Great stuff Larry, thank you. I saw her a good few years ago and remember being curious about the tenor SG then without really knowing a great deal about it. I've trawled through Google images already, but they're pretty few and far between. That video I mentioned was one find well worth checking out: http://www.youtube.com/watch?v=4-LiS9SDcys

----------


## Ed Goist

Elderly Instruments had Neko Case's '67 SG Special Tenor for sale on consignment at some point in the past. Fortunately the link to the pics is still active. Here it is.

----------


## Spruce

> Elderly Instruments had Neko Case's '67 SG Special Tenor for sale on consignment at some point in the past. Fortunately the link to the pics is still active. Here it is.


Yeah, grab those...
Elderly sometimes takes them down....

----------


## Ed Goist

[QUOTE=Spruce;1034771]Yeah, grab those...
Elderly sometimes takes them down....

Here now forever...For posterity...

----------


## Larry S Sherman

Appears to be a textbook case of how to NOT install a strap button. Either that of over time the finish cracked from that point outwards?

----------


## Jayyj

The Elderly pictures are perfect, thank you. Being able to compare and contrast with 6 string SGs at Elderly gives me a good reference point as well, and my instinct is that the horns have been widened slightly but not to the extent of meeting the fingerboard edge in the way they do on a 6 string SG. The pickguard is also significantly scooped to meet the narrower fingerboard. 
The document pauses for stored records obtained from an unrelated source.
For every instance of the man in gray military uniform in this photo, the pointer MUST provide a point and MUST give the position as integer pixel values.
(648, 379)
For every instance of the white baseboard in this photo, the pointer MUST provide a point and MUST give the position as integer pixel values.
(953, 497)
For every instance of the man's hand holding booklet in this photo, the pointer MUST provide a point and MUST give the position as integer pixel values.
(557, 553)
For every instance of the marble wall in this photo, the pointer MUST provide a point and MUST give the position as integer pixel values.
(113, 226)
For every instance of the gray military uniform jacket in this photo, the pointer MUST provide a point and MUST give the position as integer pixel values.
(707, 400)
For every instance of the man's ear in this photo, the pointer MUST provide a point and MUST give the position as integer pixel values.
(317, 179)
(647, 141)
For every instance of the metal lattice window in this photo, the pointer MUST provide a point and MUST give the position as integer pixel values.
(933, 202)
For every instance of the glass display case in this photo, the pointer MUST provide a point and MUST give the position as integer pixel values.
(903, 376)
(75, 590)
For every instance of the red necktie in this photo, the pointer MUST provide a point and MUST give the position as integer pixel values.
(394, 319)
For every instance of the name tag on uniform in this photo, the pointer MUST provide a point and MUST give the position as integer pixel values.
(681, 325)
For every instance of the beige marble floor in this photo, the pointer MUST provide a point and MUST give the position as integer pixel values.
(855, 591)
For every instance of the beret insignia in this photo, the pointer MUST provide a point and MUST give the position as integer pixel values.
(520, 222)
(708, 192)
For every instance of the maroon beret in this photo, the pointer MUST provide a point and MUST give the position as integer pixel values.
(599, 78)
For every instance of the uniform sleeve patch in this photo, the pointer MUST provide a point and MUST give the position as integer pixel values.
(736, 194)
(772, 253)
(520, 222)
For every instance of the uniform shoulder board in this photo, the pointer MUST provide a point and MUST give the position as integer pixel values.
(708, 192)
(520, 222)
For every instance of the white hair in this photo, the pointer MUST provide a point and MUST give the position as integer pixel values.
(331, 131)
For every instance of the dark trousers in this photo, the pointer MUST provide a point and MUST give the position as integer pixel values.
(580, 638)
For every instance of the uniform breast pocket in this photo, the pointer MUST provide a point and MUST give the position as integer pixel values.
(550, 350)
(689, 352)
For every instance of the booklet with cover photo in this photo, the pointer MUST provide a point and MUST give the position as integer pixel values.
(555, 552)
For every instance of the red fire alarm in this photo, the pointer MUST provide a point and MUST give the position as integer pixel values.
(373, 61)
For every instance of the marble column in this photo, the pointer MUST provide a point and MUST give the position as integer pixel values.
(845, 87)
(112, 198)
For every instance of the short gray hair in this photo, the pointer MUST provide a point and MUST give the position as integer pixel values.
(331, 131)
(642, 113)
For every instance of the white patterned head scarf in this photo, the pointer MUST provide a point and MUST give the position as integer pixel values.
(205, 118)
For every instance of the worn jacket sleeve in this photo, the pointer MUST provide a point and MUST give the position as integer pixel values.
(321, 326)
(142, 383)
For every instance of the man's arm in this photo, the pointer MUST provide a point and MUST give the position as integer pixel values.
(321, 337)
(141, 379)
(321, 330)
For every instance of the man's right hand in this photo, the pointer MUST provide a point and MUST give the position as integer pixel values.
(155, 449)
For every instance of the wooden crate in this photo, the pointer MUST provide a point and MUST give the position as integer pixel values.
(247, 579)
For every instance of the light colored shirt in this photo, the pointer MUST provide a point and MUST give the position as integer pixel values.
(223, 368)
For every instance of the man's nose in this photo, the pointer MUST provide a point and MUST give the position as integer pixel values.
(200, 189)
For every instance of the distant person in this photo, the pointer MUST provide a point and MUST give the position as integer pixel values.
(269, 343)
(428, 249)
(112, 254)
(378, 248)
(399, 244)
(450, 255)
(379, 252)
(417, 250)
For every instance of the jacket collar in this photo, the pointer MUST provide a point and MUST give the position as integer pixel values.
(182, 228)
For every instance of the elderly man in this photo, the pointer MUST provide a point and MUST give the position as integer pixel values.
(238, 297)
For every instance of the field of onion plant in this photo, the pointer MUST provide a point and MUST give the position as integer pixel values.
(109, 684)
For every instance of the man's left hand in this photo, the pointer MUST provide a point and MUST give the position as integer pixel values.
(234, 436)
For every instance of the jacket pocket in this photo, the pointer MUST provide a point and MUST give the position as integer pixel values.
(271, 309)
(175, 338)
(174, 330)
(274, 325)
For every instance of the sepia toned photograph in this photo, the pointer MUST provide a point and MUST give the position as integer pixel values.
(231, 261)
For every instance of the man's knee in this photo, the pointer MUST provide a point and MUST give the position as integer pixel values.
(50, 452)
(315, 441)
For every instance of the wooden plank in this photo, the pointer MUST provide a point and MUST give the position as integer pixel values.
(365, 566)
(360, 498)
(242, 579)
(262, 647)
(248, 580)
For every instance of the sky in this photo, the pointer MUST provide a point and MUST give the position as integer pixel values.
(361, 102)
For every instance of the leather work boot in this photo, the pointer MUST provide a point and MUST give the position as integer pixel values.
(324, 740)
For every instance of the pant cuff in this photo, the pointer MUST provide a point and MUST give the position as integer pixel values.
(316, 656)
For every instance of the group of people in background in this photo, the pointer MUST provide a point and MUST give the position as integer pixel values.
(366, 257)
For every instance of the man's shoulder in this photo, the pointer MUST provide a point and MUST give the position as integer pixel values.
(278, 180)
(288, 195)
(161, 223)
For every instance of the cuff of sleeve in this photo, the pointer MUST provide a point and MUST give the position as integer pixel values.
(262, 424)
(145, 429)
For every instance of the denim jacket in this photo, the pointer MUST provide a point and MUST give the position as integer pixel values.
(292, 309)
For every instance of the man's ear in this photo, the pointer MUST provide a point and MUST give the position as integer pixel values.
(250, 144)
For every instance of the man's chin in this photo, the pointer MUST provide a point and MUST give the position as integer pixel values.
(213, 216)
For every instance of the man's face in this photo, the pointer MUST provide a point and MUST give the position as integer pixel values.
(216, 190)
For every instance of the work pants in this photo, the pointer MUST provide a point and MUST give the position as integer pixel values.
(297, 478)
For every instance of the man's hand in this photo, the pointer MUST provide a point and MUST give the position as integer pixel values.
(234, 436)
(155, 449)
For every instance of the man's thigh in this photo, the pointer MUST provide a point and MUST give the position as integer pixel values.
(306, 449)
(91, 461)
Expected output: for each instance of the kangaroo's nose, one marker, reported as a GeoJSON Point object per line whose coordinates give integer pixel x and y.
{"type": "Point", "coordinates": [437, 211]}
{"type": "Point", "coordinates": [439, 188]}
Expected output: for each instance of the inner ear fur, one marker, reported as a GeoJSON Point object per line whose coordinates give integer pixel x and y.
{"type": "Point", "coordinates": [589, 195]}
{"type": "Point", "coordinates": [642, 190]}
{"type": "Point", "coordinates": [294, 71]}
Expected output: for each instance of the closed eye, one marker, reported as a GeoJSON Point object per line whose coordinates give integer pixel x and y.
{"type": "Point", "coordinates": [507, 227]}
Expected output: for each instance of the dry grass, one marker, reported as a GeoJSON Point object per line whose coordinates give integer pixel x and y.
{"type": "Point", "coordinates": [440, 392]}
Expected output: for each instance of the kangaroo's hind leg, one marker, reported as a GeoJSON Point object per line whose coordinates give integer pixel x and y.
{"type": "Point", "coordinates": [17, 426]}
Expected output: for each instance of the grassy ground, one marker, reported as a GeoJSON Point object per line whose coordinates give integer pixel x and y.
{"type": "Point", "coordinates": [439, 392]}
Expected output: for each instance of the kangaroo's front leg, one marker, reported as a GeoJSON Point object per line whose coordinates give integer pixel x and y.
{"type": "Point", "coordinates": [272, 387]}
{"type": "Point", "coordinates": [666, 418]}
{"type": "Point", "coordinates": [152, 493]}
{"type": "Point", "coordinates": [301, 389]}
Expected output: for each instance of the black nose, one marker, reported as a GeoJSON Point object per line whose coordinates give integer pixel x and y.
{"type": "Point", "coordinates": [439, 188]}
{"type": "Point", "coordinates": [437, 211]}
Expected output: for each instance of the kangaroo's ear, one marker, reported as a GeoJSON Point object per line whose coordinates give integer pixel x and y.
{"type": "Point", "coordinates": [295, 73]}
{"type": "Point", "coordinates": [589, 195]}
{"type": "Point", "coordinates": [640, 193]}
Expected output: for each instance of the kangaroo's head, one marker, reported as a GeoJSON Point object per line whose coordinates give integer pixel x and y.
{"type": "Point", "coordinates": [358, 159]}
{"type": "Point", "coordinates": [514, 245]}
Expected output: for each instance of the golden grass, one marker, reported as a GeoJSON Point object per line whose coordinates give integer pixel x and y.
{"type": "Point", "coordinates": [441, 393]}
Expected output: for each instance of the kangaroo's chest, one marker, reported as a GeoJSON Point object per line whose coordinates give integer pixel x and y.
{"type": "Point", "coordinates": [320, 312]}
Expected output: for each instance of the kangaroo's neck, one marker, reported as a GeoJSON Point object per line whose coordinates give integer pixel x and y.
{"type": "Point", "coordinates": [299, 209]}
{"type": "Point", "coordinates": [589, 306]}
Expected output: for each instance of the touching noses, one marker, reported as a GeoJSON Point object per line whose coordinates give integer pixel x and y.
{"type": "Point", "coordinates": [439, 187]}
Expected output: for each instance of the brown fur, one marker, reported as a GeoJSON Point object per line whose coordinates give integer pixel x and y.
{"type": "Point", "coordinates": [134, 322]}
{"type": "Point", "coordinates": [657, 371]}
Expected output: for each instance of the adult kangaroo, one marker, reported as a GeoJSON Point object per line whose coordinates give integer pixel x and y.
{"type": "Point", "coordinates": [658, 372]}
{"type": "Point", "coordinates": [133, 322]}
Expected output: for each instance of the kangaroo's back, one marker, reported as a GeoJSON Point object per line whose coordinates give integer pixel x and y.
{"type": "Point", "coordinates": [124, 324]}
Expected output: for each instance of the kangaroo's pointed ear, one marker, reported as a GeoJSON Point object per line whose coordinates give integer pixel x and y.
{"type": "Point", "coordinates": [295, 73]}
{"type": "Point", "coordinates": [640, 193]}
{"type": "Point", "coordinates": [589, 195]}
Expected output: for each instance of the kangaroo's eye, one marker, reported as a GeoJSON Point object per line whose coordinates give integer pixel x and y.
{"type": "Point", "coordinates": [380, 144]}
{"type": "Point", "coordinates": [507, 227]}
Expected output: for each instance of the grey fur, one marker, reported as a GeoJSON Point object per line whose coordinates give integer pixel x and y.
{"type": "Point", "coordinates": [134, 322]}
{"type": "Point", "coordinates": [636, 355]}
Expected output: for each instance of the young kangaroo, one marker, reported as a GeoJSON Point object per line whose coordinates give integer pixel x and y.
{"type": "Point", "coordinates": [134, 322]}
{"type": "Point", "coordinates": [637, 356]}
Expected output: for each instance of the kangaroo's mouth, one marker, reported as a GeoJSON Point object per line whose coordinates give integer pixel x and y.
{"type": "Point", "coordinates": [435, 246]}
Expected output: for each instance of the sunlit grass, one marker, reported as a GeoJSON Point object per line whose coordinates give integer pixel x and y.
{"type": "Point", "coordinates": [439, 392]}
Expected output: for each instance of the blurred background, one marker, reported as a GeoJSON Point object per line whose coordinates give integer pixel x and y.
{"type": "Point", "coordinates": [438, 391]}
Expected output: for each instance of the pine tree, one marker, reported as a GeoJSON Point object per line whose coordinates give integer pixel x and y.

Interesting that it appears to have a bridge that was designed for four saddles - I'd assumed that it would have simply been a six saddle unit minus the outer two. Surely it would have been an expensive thing to tool up for given the number of electric tenors they must have made?

----------


## Jason Kessler

Wow.  No idea such an animal even existed.

----------


## Spruce

> Appears to be a textbook case of how to NOT install a strap button. Either that of over time the finish cracked from that point outwards?


Yep...
Those old G%$#@n finishes _loved_ to check (unlike the modern finishes), but they need a ding or screw hole to emanate from.....
That's why--if you are intentionally checking a finish--you need to ding it up first....    :Wink:

----------


## Pete Martin

> That's why--if you are intentionally checking a finish--you need to ding it up first....


Gee, I wonder who would do such a thing???   :Whistling:

----------


## Spruce

> Gee, I wonder who would do such a thing???


With Brad around, it merely takes minutes...

----------


## delsbrother

Hadn't seen the one with the Firebird headstock on it before following the link above. Here it is embedded - chicks dig it!

----------